Em Rondônia, líderes políticos expressaram repúdio. O presidente da Assembleia Legislativa de RO, deputado Alex Redano, e o vereador de Porto Velho Breno Mendes promoveram um “voto de repúdio” à ação da PF, alegando que “quem trabalha está sendo perseguido em nome do meio ambiente”. Eles argumentaram que os pequenos garimpeiros deveriam ter alternativas legais para manter seu sustento, em vez de ter o maquinário destruído.
Embasamento legal da destruição de equipamentos


Apesar das controvérsias, a destruição dos equipamentos apreendidos tem respaldo na legislação ambiental brasileira. A Lei nº 9.605/1998 (Lei de Crimes Ambientais) prevê expressamente sanções de apreensão e destruição de bens utilizados em infrações ambientais.
O Decreto nº 6.514/2008, que regulamenta essa lei, detalha procedimentos para inutilização de produtos, instrumentos e veículos empregados em crimes ambientais. Em 2022, o Supremo Tribunal Federal declarou inconstitucional lei estadual de Rondônia que tentava proibir a destruição de bens apreendidos em operações ambientais.
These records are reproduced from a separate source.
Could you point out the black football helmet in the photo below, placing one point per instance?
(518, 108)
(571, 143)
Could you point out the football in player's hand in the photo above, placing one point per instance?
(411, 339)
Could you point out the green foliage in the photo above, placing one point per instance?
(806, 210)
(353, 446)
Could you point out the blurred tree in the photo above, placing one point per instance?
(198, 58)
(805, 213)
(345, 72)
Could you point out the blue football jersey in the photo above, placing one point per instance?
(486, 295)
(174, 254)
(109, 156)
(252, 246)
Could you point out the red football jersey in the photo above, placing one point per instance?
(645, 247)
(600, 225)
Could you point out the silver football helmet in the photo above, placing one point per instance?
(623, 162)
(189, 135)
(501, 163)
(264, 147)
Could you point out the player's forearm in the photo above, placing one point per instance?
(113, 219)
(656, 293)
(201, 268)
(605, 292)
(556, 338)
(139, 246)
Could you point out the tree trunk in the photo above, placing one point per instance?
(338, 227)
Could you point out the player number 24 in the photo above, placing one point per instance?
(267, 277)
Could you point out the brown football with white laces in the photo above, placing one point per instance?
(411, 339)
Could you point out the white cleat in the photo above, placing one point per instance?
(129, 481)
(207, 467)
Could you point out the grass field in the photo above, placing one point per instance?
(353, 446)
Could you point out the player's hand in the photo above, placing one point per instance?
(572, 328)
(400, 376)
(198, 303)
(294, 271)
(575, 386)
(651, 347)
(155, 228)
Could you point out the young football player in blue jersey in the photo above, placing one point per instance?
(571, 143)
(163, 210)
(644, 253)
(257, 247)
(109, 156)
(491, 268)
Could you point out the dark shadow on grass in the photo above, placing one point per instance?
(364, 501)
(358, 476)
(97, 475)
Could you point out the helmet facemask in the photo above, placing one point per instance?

Os ministros reafirmaram que cabe à União legislar sobre crimes ambientais, autorizando órgãos federais a inutilizar instrumentos de crime para interromper as atividades ilegais.


Assim, segundo as normas federais, a Polícia Federal agiu dentro da legalidade ao destruir caminhões, tratores e balsas usados no desmatamento e no garimpo ilegais, medida considerada necessária para evitar novos danos ambientais.